The 101 Strings Orchestra – Astro-Sounds from Beyond the Year 2000 [Alshire Records, 1968]
the id is the set of uncoordinated instinctual trends; the super-ego plays the critical and moralising role; and the ego is the organised, realistic part that mediates between the desires of the id and the super-ego
And so it goes that when your jaw drops to the floor at the sheer unadulterated cosmic audacity of The 101 Strings Orchestra’s take on psychedelia and phasers you hear not one but the amalgamation and complicated history of three albums. Come with us then on a psychedelic and psychiatric journey into larceny, LSD, and loon pants.

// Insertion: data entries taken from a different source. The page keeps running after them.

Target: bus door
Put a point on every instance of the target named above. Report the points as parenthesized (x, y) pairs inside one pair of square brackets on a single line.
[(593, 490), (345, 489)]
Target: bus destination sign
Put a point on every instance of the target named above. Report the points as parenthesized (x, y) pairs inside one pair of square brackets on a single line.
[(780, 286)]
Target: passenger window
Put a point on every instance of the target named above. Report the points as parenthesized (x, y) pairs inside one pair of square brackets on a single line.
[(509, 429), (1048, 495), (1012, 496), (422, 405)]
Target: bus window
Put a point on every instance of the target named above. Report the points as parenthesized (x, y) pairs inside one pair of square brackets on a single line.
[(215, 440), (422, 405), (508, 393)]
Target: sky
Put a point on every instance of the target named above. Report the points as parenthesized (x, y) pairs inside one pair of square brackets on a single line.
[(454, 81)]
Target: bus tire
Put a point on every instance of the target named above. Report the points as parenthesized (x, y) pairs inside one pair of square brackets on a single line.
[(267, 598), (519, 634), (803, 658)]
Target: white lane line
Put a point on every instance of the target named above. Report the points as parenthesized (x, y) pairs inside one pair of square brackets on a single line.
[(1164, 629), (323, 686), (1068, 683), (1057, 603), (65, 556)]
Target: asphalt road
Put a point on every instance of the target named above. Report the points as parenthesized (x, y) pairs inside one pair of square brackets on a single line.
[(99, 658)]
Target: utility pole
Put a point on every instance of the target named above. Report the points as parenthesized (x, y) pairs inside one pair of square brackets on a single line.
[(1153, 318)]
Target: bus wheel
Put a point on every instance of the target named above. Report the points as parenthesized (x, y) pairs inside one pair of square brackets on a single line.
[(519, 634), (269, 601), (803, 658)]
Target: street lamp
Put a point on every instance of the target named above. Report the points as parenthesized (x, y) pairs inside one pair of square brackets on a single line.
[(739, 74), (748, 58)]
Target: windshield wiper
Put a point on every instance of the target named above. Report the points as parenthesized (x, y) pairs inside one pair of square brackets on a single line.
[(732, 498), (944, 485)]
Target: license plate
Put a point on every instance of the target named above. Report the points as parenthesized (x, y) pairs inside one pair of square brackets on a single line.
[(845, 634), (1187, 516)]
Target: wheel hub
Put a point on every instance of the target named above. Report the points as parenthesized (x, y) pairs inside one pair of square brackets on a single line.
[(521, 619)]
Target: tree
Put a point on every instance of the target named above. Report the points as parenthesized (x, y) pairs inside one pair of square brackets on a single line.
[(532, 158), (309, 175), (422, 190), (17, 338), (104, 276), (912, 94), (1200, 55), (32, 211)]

In the 60s rock music and pop trends exploded and shifted on an almost daily basis, and due to Decca Records A+R man Dick Rowe’s insistent no to The Beatles a few years before, record companies jumped on anyone and everyone with a guitar and a long haircut. Enter The Id, who recorded 10 unremarkable tracks for 1967’s The Inner Sounds of The Id – a workmanlike rendition of standard British beat and erstwhile groove. The album failed to make any significant dent on the charts and would remain obscure if producer/manager Paul Arnold didn’t pull a John Dean and abscond with the masters of the unpublished outtakes.
Fast forward a couple of heady psychedelic months and enter noted session guitarist Jerry Cole – he provided legendary licks for The Byrds Mr Tambourine Man and The Beach Boys Pet Sounds among others. In the background, Paul Arnold passes some of the Id masters to Cole and arranger Monty Kelly, who then release The Animated Egg – a phaser-laden LSD-fest. This album in turn still fails to chart – but the story continues.
Meanwhile, in 1957, David L. Miller founds The 101 Strings Orchestra to cash in on the mood music boom. He takes lush orchestration and applies it to pop standards, exotica, and world music. Adults in suburban America with their brand-new stereo consoles provide the soft background music to a thousand dinner parties and Miller becomes very successful indeed, and he founds Alshire Records in 1964 with an aim to produce 150 albums a year.
It just so happens that The Animated Egg comes out on Alshire, and it just so happens that The Beatles release Sgt Pepper’s Lonely Hearts Club Band, and Miller smells a cash-in opportunity.
Miller takes The Egg masters, adds the lush orchestration of The 101 Strings Orchestra – and Astro-Sounds from Beyond the Year 2000 explodes.
- Flameout: Phasers unleash from the very nano-second of the track and you find yourself in some very deep psych territory. I cannot even begin to imagine the reaction from your average Strings‘ fan when confronted with the out and out fish-eye lens and slow groove ponderousness of Flameout. I once mixed this with a Bill Hicks’ monologue on the joys of LSD and it proved a perfect match. (Original Egg track – Sock It My Way)
- Re-entry to Moog: A very mellow jazz groove with pizzicato guitar noodlings and then a wonderful sweep of low-key strings. A sexy, late-night wash of sound. (Original Egg track – That’s How It Is)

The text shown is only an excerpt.